My son went on a camp once with a Christian youth group and came back with a t-shirt screen printed with “Hope is Free”. It has stuck in my mind. I wasn’t really keen on him going on that camp, but the t-shirt made it all ok. He was young and I didn’t want him to get ‘cult – ed’ at a tender age! I had nothing to worry about it turns out.

I really like that saying, and at times lately, it is becoming a mantra. If you need it, take it on.

Interested vs Interesting

We all want to be interesting, don’t we? When it comes to interacting with others, you can have more success in your communications if you are genuinely interested, rather than trying to be interesting.

I watched a film on Saturday night that my daughter recommended to me. “Freedom Writers” was about a young, idealistic teacher who went into a pretty scary school and worked at making it a place of learning for her class. Unfortunately I didn’t get to see the end of the movie cause my DVD player wouldn’t play the second half, yet what I saw was that her genuine interest in them, won them over, and allowed them to be able to listen to her.

It echoes Stephen Covey’s fifth habit, “Seek First to Understand, Then to be Understood” in “7 Habits of Highly Effective People”. I see a lot of teachers put hours into planning fantastic lessons with students, but until they have built rapport with their class, the most interesting lessons will be hijacked by resentful and uncooperative students. When you show genuine interest in students and come to know them as people, you can take them anywhere, teach them anything. Why didn’t anyone tell me that when I was a student-teacher?

When I have focused on trying to be interesting to students I find myself feeling like a one man show. Who can compete with all the amusements available to young people today? If you ask them, they will tell you all kinds of useful things to assist in their learning.

Ironically, I also saw in that movie, her passion for her work, became a priority and she stopped being interested in her partner. So the reverse became true at home. He became resentful and their relationship began to sour. I didn’t get to see what happened, but I hope it worked out.

Today in one of my classes a relief teacher had just taught them and I noticed there was a mind map on the whiteboard. It was a subject that class usually complains about and I don’t think they really enjoy. I asked them about it and they were positive and enthusiastic about the lesson they’d had. One student said, “He asked us about what we thought, he didn’t tell us what to think, it was great, I learnt heaps”. I know it’s not always practical for teachers to focus on what students think, but if you do it often enough, you can give them something to think about.

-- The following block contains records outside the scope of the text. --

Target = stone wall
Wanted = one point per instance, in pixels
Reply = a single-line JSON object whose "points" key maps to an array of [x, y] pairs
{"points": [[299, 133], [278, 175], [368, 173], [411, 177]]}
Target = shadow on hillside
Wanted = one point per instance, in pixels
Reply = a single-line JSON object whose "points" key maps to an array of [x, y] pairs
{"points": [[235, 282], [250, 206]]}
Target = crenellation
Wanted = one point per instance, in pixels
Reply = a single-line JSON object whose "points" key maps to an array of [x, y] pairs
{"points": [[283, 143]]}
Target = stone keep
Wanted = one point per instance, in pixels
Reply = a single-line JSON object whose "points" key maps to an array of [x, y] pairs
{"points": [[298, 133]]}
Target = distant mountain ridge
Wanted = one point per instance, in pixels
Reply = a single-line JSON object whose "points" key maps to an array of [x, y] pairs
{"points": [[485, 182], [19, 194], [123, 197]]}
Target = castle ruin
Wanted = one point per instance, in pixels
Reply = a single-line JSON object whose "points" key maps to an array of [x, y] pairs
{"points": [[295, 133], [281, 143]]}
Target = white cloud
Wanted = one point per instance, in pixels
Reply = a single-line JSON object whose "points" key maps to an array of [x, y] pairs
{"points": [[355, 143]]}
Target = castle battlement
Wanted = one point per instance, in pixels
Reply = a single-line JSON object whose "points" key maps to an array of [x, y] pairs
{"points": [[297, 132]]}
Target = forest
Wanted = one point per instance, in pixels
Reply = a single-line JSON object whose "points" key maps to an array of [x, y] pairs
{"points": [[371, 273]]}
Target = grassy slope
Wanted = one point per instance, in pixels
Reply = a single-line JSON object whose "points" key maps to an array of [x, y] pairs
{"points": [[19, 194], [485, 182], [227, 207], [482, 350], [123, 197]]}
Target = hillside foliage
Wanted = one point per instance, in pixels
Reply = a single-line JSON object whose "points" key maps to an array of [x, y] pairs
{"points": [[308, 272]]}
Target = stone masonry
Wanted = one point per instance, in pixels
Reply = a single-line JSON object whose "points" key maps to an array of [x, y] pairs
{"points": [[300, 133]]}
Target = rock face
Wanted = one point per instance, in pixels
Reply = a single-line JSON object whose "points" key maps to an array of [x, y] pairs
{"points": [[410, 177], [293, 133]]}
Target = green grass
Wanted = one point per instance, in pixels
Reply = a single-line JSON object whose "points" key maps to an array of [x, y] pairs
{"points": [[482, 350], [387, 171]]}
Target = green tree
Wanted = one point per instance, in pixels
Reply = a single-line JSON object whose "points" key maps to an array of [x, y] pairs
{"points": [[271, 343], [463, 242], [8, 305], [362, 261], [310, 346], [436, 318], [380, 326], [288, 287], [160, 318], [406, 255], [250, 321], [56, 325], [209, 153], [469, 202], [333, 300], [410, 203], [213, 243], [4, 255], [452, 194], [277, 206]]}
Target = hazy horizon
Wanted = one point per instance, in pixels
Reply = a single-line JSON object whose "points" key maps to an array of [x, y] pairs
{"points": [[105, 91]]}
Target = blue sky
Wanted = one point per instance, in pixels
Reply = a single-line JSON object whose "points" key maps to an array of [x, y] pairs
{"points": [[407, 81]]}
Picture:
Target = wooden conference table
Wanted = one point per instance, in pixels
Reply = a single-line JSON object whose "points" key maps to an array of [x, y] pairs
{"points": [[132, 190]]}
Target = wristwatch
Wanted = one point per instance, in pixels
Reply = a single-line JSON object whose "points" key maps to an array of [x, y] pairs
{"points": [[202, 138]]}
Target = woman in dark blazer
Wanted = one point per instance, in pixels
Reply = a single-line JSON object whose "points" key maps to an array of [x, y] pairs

It is a mark of respect to listen to another. Before the holidays I read the article about respect and I have been thinking a lot about it. It really resonated with me, yet I have been wondering, who teaches that kind of stuff to teachers. I am mentoring a first year teacher this year, so I am interested in finding ways to share this kind of information. Student management becomes much easier when you have genuine working relationships.

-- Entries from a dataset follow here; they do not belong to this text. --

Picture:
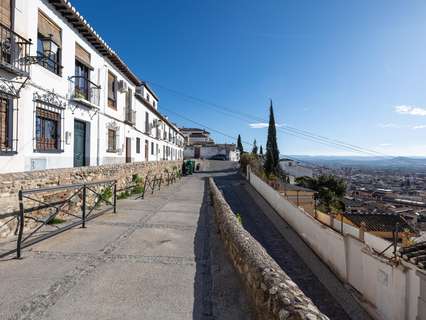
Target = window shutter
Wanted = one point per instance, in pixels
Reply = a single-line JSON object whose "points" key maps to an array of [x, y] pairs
{"points": [[5, 13], [82, 55], [130, 99], [111, 85], [46, 28]]}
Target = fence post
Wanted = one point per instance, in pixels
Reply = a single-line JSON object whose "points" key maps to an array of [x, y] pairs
{"points": [[21, 224], [114, 203], [315, 205], [83, 208]]}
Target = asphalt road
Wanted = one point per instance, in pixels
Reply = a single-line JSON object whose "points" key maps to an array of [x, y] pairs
{"points": [[289, 250]]}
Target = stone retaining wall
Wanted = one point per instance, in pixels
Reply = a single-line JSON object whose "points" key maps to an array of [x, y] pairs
{"points": [[11, 183], [274, 294]]}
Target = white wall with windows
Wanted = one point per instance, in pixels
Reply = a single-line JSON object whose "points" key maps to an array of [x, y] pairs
{"points": [[79, 104]]}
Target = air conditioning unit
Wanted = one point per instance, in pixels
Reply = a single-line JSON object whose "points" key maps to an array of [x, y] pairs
{"points": [[122, 86]]}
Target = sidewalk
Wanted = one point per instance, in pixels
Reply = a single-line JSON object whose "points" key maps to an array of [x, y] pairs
{"points": [[151, 260]]}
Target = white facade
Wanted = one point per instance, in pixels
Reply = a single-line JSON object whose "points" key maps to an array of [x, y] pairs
{"points": [[211, 150], [82, 126]]}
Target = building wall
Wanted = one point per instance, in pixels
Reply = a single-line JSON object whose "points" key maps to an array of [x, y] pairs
{"points": [[97, 118], [392, 291]]}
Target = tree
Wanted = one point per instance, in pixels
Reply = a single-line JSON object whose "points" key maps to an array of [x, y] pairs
{"points": [[254, 150], [330, 190], [240, 145], [272, 154]]}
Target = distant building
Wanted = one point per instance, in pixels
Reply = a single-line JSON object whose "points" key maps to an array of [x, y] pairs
{"points": [[196, 136], [199, 145], [294, 170], [209, 151]]}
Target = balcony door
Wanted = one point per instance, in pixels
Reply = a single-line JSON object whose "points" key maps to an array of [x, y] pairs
{"points": [[79, 143], [128, 150]]}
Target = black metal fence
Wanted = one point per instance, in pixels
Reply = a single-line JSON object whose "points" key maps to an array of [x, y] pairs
{"points": [[45, 212]]}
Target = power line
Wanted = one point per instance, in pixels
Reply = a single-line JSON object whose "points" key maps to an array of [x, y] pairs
{"points": [[302, 134], [223, 133]]}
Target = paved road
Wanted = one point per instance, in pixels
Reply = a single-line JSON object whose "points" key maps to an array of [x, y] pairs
{"points": [[156, 259], [289, 251]]}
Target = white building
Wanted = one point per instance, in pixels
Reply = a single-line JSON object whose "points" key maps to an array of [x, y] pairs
{"points": [[67, 99]]}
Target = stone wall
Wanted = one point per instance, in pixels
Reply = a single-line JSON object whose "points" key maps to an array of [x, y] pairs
{"points": [[274, 294], [11, 183]]}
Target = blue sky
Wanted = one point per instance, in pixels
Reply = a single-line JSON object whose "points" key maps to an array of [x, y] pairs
{"points": [[348, 70]]}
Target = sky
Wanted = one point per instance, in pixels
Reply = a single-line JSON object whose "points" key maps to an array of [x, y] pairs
{"points": [[353, 71]]}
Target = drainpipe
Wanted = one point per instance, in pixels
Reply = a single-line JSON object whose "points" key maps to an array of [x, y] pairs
{"points": [[99, 120], [98, 141]]}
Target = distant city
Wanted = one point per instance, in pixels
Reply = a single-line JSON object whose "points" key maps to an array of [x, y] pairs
{"points": [[375, 185]]}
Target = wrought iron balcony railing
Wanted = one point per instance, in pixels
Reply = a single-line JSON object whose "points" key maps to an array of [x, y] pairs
{"points": [[84, 91], [14, 51], [130, 116]]}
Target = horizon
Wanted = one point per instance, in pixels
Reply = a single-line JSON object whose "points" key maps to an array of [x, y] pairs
{"points": [[344, 71]]}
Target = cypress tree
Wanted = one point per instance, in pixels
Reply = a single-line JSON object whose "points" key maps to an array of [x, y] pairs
{"points": [[240, 145], [254, 150], [272, 153]]}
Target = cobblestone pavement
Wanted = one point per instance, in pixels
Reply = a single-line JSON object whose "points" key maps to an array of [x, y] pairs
{"points": [[289, 251], [155, 259]]}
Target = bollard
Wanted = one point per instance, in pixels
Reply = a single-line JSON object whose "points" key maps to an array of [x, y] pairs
{"points": [[83, 208]]}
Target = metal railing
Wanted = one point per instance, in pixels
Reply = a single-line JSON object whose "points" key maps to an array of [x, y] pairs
{"points": [[56, 209], [130, 116], [84, 90], [153, 183], [14, 51]]}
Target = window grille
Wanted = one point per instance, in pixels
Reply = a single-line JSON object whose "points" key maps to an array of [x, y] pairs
{"points": [[8, 124], [48, 123]]}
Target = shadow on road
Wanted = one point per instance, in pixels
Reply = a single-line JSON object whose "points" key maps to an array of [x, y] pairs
{"points": [[202, 308]]}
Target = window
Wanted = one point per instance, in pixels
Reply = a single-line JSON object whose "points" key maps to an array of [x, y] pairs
{"points": [[138, 145], [112, 140], [6, 124], [112, 91], [81, 81], [49, 42], [82, 72], [48, 133], [5, 13]]}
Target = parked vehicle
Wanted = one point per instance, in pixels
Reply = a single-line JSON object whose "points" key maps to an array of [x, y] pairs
{"points": [[219, 157]]}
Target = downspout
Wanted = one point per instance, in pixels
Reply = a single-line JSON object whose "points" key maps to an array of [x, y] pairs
{"points": [[98, 127]]}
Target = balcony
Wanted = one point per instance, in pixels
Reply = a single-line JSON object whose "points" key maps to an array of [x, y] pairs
{"points": [[84, 91], [14, 52], [130, 116]]}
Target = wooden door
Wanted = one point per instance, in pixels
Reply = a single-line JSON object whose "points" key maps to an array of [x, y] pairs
{"points": [[128, 150]]}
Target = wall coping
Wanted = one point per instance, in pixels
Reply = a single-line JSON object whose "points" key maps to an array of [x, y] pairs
{"points": [[274, 294]]}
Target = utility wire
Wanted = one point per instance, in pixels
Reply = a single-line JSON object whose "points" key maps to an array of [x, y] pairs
{"points": [[303, 134], [225, 134]]}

Today I am Grateful for my Grandparents

Tomorrow it will be two months since Pa left the planet. I visited his wife this week because she had a birthday and I wanted to be there for her at such a difficult time. She’s a wonderful person. She cared for him so well and misses him too.

After my Nana went in 1999, my pa remarried at 80. He had such a positive loving relationship with Nana, I don’t think he would have known how to live alone. The year he was alone was terribly sad. It was great to see him setting off on adventures again with a companion to care for him. He was a big traveller.

Today I have been thinking how lucky I have been to have a grandfather, that I enjoyed being with, until I was 41. I lost my Nana when I was 34. They were both really important loving forces in my life. I lived with them (and my parents and Auntie) for the first 5 years of my life. Pa used to say to my boyfriends, “She’s a wonderful girl, bit spoilt though!”. He should know, they were the one who couldn’t let me cry as a baby so my parents tell me and endless other kindnesses in the years to follow.

When my daughter was two months old, my husband and I moved in with Nana and Pa for some months whilst we looked for a house. Nana had just had a hip replacement operation, so I cooked for Pa and helped out whilst she was on the mend. It was a beautiful time of my adulthood and I cried when we moved. Everyone was astonished thinking I’d be delighted to be buying my first home, but I didn’t want to leave their warm and loving home.

My children were old enough to know both of them and loved them as I did. I think we were incredibly lucky.

They were really there for me for such a long time. I remember as a child asking my Nana to promise me she would never die. She never would make that promise. She reassured me telling me I would be fine when it happened, I would be ready. I wasn’t, but I can’t complain how long they stayed nor the quality of their presence in my life.